2017 PLANADVISER Practice Benchmarking Survey
As a retirement plan specialist, do you think the field is increasingly competitive? Are you concerned about fee compression or an industry race to the bottom? How do you measure profitability and success? If you struggle with any of these questions, you are far from alone.

When you think about your biggest challenges and opportunities, how you measure plan success, and what services you offer to your clients, it helps to know how your peers approach these crucial topics. Asked what the top concerns were facing their practice today, advisers responding to our 2017 PLANADVISER Practice Benchmarking Survey overwhelmingly cited fee compression, with 40% saying this is a source of unease, up markedly from 34% in 2016.
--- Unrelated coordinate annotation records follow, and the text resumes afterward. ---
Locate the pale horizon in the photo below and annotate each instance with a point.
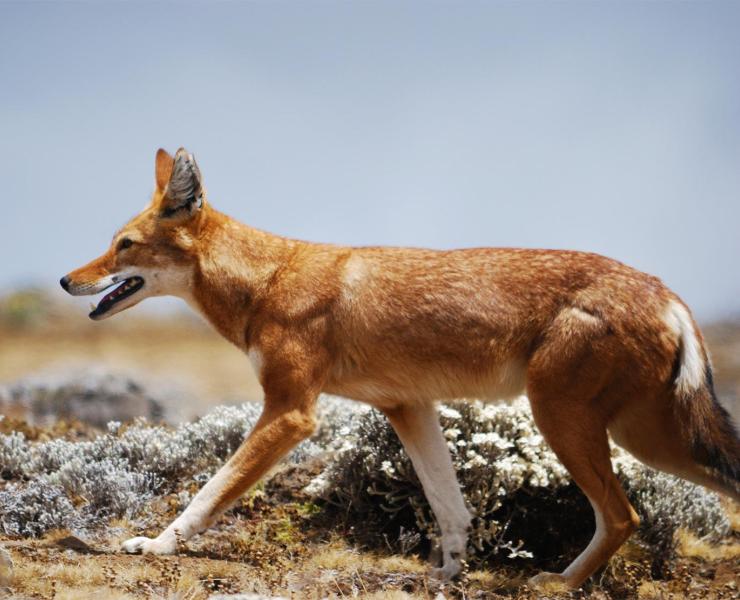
(608, 127)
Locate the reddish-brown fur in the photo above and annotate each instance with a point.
(400, 328)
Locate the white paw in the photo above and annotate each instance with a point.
(550, 582)
(144, 545)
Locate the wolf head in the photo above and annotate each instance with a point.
(154, 254)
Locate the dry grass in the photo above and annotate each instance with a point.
(276, 549)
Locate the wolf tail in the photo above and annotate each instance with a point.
(713, 435)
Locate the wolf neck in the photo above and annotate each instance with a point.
(236, 264)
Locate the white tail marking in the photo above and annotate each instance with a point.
(691, 373)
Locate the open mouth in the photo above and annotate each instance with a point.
(128, 288)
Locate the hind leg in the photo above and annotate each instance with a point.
(577, 434)
(651, 432)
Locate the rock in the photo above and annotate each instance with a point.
(93, 396)
(6, 568)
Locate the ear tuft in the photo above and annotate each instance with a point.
(163, 168)
(184, 190)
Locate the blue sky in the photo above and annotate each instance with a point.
(609, 126)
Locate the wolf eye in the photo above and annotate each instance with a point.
(125, 243)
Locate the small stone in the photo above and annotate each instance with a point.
(6, 568)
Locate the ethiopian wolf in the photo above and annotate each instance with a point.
(598, 347)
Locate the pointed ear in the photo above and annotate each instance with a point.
(184, 192)
(163, 168)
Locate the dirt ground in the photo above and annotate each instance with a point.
(281, 546)
(276, 548)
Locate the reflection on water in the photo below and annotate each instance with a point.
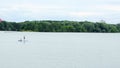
(59, 50)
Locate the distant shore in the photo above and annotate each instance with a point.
(60, 26)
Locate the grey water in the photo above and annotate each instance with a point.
(59, 50)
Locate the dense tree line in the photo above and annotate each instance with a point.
(59, 26)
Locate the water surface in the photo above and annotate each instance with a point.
(59, 50)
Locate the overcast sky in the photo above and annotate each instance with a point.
(75, 10)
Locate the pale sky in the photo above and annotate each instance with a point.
(73, 10)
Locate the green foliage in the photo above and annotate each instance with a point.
(59, 26)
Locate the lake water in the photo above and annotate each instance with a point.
(59, 50)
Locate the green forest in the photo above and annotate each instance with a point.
(59, 26)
Robert Kieckhefer, managing partner in The Kieckhefer Group in Milwaukee, says he is not surprised this is a lingering worry for advisers. “Fee compression will continue because it is one thing a plan sponsor can measure and be held accountable for by the Department of Labor [DOL],” Kieckhefer says. However, he is somewhat optimistic that advisers can put the brakes on this trend by “showing their value to plan sponsors, working more efficiently” and shifting some administrative tasks to the home office or recordkeepers.

The survey also found that advisers’ other concerns are adding new clients (cited by 32%), practice management (by 30%), competition/practice differentiation (by 28%), government regulation (by 24%) and staffing (by 23%). Conversely, it is very encouraging that only 4% are worried about the overall economy and 14%, about client retention.

When it comes to the area of their practice where they expect the most growth  in the coming 12 months, responses were, again, in line with last year’s survey, with 53% saying 401(k) plans and 40% saying fiduciary services or referrals, respectively. For all of the talk about retirement income, a mere 7% think this will give a boost to their business in the near term, and, perhaps because of the current popularity and pervasiveness of target-date funds (TDFs), only 7% cite them.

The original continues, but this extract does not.